For some time now I’ve been carrying the following question in my mind: are American workers fully benefiting from their toil? We have had years of stagnant wage growth. At the same time, health insurance premiums have been going up faster than wages, inflation, and economic growth. It’s pretty obvious that some of what would otherwise have been wage growth is going toward premium increases.
Those premium dollars go somewhere, first to insurers (or third-party administrators) and then, mostly, to health care workers. A recent NEJM Perspectives piece by Robert Kocher and Nikhil Sahni puts some numbers to this story.
Of the $2.6 trillion spent in 2010 on health care in the United States, 56% consisted of wages for health care workers. Labor is by far the largest category of expense: health care, as it is designed and delivered today, is very labor-intensive. The 16.4 million U.S. health care employees represented 11.8% of the total employed labor force in 2010. […] [H]ealth care labor is becoming more expensive more quickly than other types of labor. Even through the recession, when wages fell in other sectors, health care wages grew at a compounded annual rate of 3.4% from 2005 to 2010. [Emphasis added.]
So, your wages may be stagnant, but those of the health care workers financed by your rapidly growing premiums have risen. Even some of the 46% of health care spending that doesn’t go directly to wages eventually makes its way into the paychecks of those who manufacture health care equipment, supplies, and devices. On the whole, the health care industry and related businesses are doing well. Most other workers are not.
Certainly, workers get something for their premiums. But are they getting as much extra value each year as those premium increases imply? It is not clear to me they are. Along with the growth in cost Kocher and Sahni point to a troubling story in health care productivity.
Yet unlike virtually all other sectors of the U.S. economy, health care has experienced no gains over the past 20 years in labor productivity, defined as output per worker (in health care, the “output” is the volume of activity — including all encounters, tests, treatments, and surgeries — per unit of cost).

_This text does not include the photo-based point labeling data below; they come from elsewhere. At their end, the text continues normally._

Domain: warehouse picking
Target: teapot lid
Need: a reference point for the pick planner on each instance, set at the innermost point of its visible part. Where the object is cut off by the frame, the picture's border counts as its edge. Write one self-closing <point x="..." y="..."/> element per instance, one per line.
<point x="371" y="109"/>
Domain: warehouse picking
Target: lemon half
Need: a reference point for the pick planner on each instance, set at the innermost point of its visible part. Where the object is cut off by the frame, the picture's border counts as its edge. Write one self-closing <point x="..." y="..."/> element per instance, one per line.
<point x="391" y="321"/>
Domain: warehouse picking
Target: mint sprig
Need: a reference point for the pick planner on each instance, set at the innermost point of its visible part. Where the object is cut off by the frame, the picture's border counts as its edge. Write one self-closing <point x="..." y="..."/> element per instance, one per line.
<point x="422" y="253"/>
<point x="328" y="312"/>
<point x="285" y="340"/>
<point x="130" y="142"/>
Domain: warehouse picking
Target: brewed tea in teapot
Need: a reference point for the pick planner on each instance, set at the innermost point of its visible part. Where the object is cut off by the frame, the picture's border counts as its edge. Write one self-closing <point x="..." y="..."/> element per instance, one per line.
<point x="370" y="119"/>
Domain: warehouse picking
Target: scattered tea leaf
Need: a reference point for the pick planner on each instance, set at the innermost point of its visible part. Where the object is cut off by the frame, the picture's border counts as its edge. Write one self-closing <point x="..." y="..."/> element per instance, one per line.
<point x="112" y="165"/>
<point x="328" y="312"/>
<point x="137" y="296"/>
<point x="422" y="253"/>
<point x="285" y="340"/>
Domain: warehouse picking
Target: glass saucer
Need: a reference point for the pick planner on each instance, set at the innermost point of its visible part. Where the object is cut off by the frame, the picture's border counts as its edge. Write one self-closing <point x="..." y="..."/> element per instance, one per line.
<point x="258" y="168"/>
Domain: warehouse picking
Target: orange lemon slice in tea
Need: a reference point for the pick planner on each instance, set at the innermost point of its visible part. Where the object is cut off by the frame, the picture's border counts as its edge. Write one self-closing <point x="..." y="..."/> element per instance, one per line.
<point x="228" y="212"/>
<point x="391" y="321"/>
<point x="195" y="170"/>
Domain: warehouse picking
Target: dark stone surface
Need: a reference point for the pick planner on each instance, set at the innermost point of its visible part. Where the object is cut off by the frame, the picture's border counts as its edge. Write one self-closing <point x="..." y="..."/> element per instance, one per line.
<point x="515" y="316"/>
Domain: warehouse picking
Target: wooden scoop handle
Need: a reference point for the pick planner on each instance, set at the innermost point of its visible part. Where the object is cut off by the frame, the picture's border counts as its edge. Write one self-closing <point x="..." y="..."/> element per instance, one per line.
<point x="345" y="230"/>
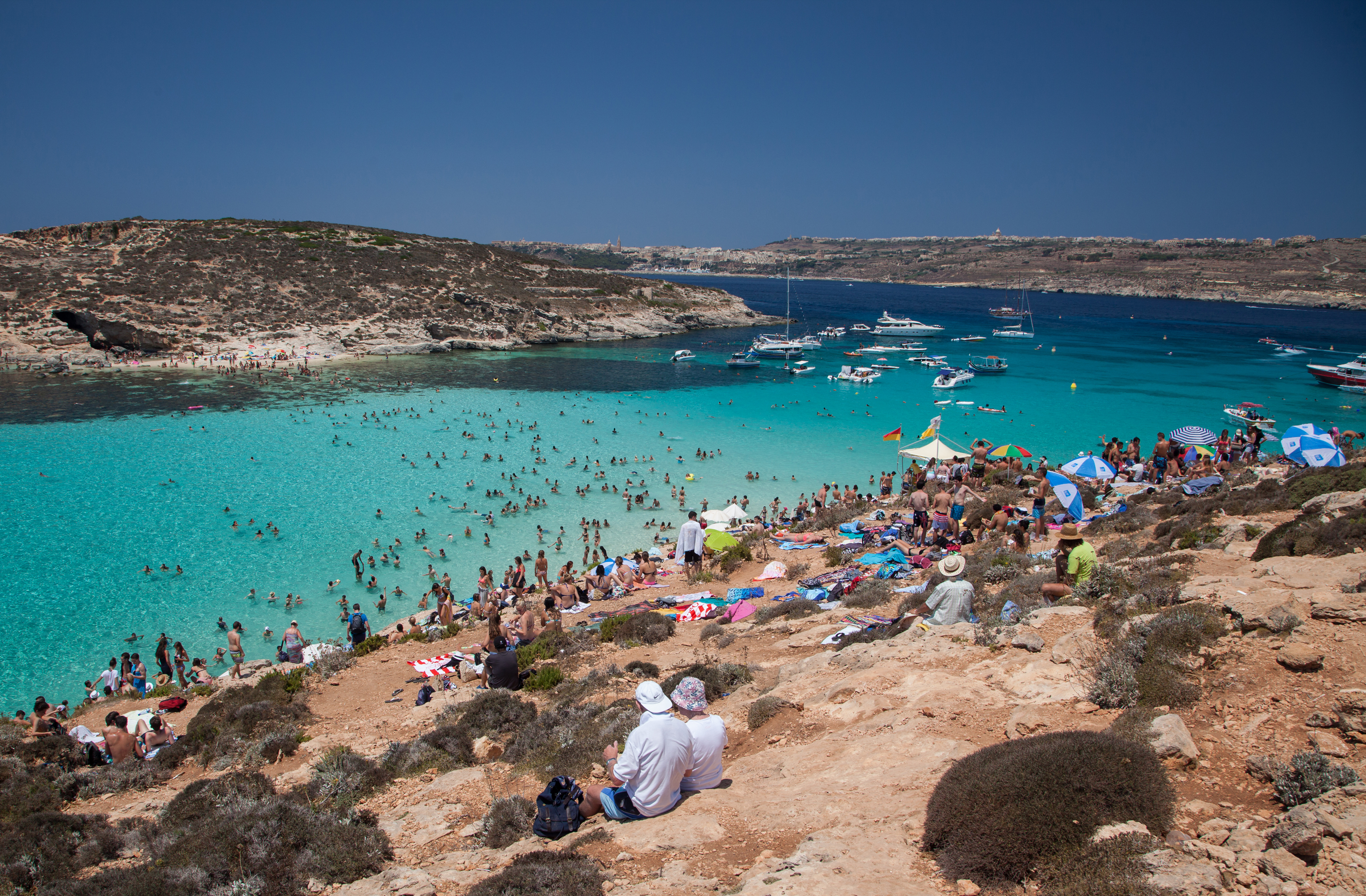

Although it is possible that some gains in quality have been achieved that are not reflected in productivity gains, it’s striking that health care is not experiencing anything near the gains achieved in other sectors.
So, employment and wages in health care are growing, while output (procedures, tests, visits, etc.) is not keeping up. This is consistent with findings from Massachusetts that show that most health care job growth has been in administrative functions. With our growing premiums, we may be paying more and more for less and less that relates directly to health. Instead, we’re paying for behind-the-scenes coding, billing, and other administrative and management functions. To be sure, those are essential for providers to survive in today’s complex health care market. But they likely do little for patient care.
The health care sector may be contributing toward boosting GDP by employing more people and at increasing wages. But, as Uwe Reinhardt suggested recently, it’s not clear the sector is increasing health or welfare (in a non-economic sense) as much as that growth would seem to imply. So, what are American workers getting for their toil? A lot less than they deserve, and some of it is consumed by negative health care productivity.